Penjualan Mobil Listrik di AS Turun meski Banyak Model Baru Meluncur

Dani M Dahwilani ยท Minggu, 26 Januari 2020 - 18:10 WIB
Penjualan Mobil Listrik di AS Turun meski Banyak Model Baru Meluncur

Los Angeles Times melaporkan, tercatat ada 45 model mobil full listrik dan plug-in hybrid debut di pasar AS pada 2019, namun penjualan keseluruhan turun. (Foto: Audi)

LOS ANGELES, iNews.id - Produsen otomotif di dunia saat ini berlomba mengembangkan dan memproduksi berbagai model kendaraan listrik (electric vehicle/EV). Namun, pada kenyataannya penjualan mobil listrik di berbagai belahan negara justru turun.

Los Angeles Times melaporkan, tercatat ada 45 model mobil full listrik dan plug-in hybrid debut di pasar Amerika Serikat (AS) pada 2019. Pada kenyataannya penjualan mobil tersebut di AS hanya mencapai 325.000 unit. Angka ini turun 6,8 persen dari tahun sebelumnya yang menembus penjualan 349.000 unit.

"Jumlah model mobil listrik yang tersedia lebih dari dua kali lipat tahun lalu, tetapi penjualan EV tidak banyak berubah. Itu meresahkan," ujar praktisi otomotif di perusahaan konsultan AlixPartners, Mark Wakefield, seperti dilansir dari Carscoops, Minggu (26/1/2020).

Salah satu masalahnya, kendaraan listrik masih lebih mahal dari model kendaraan berbahan bakar minyak dan gas cell (ICE). Terlebih harga gas saat ini lebih rendah dan stabil.

Di sisi lain, penjualan Tesla justru tumbuh. Penjualan Tesla Model 3 di AS melonjak 14 persen pada 2019, dan lebih dari dua kali lipat secara global dengan angka 300.600 unit.

Namun, mereka yang mencoba menyaingi Tesla gagal merebut hati konsumen di AS. Jaguar I-Pace misalnya hanya mencetak 2.594 unit, dan Audi e-Tron membukukan penjualan 5.369 unit. Alternatif yang lebih murah, seperti Hyundai Kona dan Kia Niro, masing-masing hanya menjual 3.600 unit dan kurang dari 1.000 unit.

Apakah tren ini akan berubah? Para pembuat mobil berharap kondisi tersebut berubah karena mereka telah menginvestasikan miliaran dolar AS untuk mengembangkan kendaraan plug-in hybrid dan listrik. Sementara Tesla sepertinya masih mempertahankan cengkeramannya di pasar EV.
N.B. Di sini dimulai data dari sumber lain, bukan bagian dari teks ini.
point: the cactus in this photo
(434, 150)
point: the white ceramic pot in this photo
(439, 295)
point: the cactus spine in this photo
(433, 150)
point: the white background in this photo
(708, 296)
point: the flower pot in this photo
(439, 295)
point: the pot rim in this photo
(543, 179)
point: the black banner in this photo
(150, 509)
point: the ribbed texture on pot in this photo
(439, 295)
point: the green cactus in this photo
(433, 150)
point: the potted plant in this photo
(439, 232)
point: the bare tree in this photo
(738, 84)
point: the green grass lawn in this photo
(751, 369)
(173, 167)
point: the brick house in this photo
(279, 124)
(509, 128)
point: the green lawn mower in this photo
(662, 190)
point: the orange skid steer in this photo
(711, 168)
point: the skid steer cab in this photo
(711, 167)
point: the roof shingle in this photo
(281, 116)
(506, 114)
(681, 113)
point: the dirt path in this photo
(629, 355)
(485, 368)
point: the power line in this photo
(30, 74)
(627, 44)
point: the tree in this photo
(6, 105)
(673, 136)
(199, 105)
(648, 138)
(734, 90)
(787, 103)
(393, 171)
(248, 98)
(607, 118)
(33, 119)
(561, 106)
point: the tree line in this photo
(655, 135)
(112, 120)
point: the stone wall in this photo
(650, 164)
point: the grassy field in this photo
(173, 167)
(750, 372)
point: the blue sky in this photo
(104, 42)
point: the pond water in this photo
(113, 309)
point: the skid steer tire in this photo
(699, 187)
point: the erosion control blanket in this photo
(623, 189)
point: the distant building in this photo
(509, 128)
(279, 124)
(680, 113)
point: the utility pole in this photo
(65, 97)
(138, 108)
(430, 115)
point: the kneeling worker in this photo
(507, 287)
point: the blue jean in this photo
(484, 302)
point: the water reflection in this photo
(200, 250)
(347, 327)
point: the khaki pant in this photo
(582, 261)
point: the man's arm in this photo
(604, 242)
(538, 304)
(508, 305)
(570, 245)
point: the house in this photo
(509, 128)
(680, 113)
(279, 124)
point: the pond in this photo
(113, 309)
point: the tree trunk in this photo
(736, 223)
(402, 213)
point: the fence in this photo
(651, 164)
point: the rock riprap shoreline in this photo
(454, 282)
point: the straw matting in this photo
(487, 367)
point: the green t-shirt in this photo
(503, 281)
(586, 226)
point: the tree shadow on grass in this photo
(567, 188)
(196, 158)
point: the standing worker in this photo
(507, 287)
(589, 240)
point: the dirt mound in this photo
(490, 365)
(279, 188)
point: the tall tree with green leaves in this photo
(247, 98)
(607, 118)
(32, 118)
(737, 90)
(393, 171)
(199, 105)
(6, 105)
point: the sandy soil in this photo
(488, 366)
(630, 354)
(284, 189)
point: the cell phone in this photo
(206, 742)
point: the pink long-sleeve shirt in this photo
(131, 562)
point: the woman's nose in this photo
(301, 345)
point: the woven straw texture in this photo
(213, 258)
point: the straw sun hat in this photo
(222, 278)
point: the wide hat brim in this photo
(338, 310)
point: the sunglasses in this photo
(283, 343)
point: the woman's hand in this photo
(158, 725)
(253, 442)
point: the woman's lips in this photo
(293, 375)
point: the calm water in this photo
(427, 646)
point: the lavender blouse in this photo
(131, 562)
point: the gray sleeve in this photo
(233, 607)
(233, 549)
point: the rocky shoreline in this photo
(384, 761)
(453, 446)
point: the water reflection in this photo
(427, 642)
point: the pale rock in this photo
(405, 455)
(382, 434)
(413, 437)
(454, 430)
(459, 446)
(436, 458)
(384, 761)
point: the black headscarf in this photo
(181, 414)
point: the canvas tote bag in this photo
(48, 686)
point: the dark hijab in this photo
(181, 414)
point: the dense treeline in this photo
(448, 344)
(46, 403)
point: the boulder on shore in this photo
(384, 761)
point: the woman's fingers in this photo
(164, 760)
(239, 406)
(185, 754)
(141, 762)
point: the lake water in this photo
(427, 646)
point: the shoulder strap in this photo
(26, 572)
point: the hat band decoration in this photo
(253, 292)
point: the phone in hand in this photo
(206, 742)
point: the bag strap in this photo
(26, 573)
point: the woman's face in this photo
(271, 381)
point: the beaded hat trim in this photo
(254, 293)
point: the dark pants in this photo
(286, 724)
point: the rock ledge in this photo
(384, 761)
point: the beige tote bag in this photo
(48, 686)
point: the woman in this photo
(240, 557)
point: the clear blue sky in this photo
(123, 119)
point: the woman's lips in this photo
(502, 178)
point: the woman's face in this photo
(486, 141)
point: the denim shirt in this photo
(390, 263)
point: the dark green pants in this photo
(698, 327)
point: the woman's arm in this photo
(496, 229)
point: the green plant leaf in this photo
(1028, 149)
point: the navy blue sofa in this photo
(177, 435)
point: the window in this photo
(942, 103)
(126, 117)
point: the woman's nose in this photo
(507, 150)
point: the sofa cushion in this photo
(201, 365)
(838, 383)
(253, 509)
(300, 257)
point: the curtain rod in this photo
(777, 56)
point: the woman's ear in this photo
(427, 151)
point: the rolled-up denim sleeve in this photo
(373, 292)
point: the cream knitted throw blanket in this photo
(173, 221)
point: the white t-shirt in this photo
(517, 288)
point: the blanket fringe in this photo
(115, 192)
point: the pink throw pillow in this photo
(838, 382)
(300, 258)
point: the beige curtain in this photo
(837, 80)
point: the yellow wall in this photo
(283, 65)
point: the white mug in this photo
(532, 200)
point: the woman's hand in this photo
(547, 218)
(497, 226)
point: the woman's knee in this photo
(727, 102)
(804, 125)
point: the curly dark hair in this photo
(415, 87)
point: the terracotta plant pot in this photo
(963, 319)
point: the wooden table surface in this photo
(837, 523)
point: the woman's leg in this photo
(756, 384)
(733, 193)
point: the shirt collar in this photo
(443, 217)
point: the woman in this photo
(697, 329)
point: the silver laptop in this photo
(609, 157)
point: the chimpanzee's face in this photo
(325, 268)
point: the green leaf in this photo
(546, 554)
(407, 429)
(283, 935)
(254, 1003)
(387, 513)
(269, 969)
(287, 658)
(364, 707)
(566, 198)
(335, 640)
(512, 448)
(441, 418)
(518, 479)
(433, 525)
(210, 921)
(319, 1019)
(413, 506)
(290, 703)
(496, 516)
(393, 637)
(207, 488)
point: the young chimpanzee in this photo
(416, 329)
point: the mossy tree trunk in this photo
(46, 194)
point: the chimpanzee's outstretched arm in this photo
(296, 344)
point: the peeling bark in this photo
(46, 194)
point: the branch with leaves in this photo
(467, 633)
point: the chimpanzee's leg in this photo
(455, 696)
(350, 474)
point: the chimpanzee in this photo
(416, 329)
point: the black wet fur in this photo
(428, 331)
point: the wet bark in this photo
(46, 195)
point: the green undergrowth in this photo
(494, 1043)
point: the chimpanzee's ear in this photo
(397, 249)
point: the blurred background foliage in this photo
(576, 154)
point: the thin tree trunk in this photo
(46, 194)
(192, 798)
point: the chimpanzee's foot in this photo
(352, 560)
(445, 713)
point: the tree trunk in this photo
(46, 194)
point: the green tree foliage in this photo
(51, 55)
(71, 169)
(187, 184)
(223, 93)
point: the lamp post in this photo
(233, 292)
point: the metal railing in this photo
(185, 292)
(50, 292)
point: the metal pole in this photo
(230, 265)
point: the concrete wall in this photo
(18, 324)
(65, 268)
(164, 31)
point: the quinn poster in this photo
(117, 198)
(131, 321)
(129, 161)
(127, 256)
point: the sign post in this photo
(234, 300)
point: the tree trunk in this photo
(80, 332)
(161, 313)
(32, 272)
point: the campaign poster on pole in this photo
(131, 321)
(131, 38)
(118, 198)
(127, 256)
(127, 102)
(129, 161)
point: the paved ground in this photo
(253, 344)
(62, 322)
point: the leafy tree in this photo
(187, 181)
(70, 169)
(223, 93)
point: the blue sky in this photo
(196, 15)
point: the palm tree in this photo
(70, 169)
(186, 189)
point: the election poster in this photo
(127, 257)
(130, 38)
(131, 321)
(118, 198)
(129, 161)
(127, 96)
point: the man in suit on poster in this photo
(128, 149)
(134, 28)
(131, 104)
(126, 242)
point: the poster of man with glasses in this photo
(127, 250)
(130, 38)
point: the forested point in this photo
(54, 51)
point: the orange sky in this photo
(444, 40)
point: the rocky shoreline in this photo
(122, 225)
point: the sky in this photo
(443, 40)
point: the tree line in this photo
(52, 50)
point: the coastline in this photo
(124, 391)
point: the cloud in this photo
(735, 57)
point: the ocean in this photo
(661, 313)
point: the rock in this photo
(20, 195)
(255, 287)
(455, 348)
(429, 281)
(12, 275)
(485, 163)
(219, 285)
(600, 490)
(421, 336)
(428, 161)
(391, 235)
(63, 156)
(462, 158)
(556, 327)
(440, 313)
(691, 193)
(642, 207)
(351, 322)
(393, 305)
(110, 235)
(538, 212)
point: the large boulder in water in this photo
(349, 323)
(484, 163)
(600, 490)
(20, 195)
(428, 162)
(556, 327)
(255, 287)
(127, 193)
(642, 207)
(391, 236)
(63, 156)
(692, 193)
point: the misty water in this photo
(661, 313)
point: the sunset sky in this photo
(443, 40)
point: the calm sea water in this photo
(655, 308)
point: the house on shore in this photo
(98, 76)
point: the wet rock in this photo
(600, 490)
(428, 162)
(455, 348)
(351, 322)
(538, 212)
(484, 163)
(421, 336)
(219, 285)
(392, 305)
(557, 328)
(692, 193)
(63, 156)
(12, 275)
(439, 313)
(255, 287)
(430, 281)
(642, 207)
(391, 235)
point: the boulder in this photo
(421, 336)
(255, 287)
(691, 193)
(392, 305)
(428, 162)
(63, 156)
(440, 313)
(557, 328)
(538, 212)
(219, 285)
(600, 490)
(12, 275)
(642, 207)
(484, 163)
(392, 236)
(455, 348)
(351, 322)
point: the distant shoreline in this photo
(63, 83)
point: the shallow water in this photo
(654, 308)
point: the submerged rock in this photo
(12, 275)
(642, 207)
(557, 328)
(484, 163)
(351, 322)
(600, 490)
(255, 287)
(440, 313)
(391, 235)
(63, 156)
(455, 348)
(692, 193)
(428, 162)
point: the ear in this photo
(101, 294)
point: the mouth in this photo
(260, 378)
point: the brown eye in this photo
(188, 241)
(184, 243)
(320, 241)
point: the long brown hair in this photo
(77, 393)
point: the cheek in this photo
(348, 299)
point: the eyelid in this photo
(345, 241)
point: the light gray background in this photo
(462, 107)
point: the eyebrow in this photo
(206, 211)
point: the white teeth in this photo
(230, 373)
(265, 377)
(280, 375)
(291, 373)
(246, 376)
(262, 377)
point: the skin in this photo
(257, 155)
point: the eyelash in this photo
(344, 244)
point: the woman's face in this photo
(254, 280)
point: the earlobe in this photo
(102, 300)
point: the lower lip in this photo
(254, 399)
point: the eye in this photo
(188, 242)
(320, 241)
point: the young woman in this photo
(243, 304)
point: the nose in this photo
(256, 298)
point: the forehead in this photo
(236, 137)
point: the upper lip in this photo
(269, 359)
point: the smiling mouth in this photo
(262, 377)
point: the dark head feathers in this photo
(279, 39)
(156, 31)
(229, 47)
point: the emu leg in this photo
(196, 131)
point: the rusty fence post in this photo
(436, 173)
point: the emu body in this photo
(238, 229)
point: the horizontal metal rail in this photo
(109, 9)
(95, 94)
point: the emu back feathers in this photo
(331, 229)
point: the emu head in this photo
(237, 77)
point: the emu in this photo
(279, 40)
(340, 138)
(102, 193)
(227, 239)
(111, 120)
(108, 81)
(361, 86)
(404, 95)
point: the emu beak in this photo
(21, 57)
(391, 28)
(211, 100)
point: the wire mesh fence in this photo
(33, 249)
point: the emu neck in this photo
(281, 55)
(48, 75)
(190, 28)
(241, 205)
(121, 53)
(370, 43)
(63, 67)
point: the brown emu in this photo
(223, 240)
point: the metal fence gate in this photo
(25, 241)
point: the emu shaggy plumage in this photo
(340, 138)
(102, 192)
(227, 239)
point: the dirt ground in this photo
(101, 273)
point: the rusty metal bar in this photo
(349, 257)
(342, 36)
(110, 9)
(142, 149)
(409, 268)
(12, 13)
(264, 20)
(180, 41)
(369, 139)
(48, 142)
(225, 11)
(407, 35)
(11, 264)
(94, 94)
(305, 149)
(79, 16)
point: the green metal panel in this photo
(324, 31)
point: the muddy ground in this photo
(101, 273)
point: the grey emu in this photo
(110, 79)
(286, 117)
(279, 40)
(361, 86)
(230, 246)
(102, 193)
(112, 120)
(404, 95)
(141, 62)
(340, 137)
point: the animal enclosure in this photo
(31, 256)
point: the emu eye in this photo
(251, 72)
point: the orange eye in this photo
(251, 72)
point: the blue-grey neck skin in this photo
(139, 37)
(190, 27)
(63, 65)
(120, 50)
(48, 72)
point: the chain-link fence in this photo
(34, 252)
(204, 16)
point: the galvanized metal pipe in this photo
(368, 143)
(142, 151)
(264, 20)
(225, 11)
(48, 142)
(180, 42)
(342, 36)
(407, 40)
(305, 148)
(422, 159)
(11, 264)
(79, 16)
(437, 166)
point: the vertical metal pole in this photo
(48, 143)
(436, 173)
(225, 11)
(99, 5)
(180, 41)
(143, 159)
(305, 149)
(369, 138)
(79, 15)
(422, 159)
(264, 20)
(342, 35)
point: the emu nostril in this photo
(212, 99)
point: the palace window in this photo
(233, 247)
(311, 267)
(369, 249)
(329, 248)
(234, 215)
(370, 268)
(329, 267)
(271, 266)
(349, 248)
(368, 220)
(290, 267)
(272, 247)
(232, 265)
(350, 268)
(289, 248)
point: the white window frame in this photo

Di sisi lain, pasar mobil listrik di China, yang merupakan terbesar di dunia pada 2019 merosot. Pasar di sana turun 46 persen dibandingkan dengan periode yang sama pada 2018.

Indikator yang lebih jelas, kendaraan plug-in (PHEV) dan kendaraan baterai-listrik murni atau BEV, tergelincir menjadi hanya 3,5 persen dari semua penjualan kendaraan baru di China pada Oktober, dibandingkan dengan 5,5 persen pada 10 bulan pertama 2019.

Pemotongan subsidi telah memukul keras merek-merek domestik China yang menyediakan kendaraan EV murah. Di sisi lain, penjualan EV high-end terus berkembang, membantu merek asing meningkatkan pangsa pasar hingga 14 persen.